CPJ asks India to release detained Kashmiri journalist Qazi Shibli

NEW YORK, July 19 (APP): The Committee to Protect Journalists, an independent watchdog body, has called on authorities in Indian occupied Jammu and Kashmir to stop harassing and obstructing the media, and lift the ban on newspaper operations.

The ban on newspapers came on top of the shutdown of cable TV operators and private cellphone service, actions imposed by the Indian government as it struggles to control angry street protests against the killing of a popular Kashmiri leader 11 days ago.

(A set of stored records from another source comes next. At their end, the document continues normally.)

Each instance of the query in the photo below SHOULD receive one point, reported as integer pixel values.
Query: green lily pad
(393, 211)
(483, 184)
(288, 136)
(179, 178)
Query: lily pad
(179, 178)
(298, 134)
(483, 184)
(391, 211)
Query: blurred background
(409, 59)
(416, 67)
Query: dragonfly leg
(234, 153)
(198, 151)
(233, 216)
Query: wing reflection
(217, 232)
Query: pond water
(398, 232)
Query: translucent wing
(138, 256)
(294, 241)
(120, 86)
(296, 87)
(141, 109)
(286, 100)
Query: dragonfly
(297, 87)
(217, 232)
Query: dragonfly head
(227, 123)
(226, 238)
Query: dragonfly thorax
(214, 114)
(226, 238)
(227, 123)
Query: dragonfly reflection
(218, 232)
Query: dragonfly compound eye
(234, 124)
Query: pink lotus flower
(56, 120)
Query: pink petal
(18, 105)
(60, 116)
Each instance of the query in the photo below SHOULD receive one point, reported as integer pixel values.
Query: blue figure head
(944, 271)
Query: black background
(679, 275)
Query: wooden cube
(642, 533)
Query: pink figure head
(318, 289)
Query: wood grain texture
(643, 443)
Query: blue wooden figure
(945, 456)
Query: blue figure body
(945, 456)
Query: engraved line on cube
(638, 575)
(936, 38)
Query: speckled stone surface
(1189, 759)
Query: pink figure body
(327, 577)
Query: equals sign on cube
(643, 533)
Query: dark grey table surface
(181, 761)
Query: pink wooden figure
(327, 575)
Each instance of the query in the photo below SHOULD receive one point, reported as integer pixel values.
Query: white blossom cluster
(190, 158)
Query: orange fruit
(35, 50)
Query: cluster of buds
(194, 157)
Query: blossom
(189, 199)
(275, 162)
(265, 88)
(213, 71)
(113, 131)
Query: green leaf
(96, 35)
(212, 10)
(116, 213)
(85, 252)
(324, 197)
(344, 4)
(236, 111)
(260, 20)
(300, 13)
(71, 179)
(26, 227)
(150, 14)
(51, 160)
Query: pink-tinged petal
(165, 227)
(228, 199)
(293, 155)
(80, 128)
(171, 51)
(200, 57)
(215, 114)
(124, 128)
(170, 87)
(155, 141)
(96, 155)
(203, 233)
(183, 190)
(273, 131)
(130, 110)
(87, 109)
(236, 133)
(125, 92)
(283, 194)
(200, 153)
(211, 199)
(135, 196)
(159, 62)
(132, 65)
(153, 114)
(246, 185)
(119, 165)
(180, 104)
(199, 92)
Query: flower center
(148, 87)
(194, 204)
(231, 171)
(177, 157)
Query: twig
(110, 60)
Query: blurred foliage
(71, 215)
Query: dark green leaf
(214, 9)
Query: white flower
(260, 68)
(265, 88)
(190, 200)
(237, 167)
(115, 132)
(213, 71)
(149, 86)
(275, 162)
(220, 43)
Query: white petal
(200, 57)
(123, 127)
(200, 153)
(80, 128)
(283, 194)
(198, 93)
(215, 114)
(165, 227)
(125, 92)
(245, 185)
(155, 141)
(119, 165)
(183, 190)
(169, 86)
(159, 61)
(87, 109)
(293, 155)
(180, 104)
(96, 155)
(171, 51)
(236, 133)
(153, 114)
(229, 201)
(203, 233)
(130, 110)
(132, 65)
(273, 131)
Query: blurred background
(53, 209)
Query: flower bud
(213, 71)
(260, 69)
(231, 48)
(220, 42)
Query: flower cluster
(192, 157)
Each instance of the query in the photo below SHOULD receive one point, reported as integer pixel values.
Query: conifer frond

Police raided newspaper offices in Srinagar early on the morning of July 16, halting printing presses, confiscating printed papers due for delivery, and briefly detaining printing and delivery staff, according to news reports. Publications including Greater Kashmir, Rising Kashmir, Daily Kashmir Images, Kashmir Observer, and Kashmir Reader have been affected, making it harder to access current and accurate information.

“The Indian government should immediately lift its ban on newspaper operations and restore the free flow of information,” Steven Butler, CPJ’s Asia programme coordinator, said in a statement on Monday. “It’s obvious that Kashmir’s longstanding difficulties have nothing to do with the operation of a free press, and that preventing professional journalists from doing their jobs can only make the situation worse.”

The crackdown on the press follows a period of unrest in Kashmir, marked by the July 8 killing of separatist leader Burhan Wani. Protesters have defied a curfew imposed by authorities, and daily clashes with police have left at least 44 people dead, according to news reports.

The newspaper ban may last at least until Wednesday, a government official told editors, according to the reports.
“Kashmir gagged,” said the headline in the Indian Express newspaper on Sunday in New Delhi. On Sunday, the Indian Journalists Union said this was “unacceptable in a democracy.”

Meanwhile, Human Rights Watch has called on Indian authorities to credibly and impartially investigate police use of force during protests in Jammu and Kashmir state.

Since the killing of Burhan, demonstrations have occurred in various parts of the state in which protesters have hurled rocks. State security forces have responded by firing pellet guns, teargas, and live ammunition.

“Rock-throwing at demonstrations is serious but does not provide police a free pass to use force against protesters,” Meenakshi Ganguly, South Asia director at Human Rights Watch, said. “The Indian authorities need to send a clear message that lethal force is only an option when a life is at imminent risk, and those misusing force will be held accountable.”

“A major grievance of those protesting in Kashmir is the failure of authorities to respect basic human rights,” Ganguly said. “Ensuring that rights are protected and prosecuting those responsible for abuses would be an important first step.”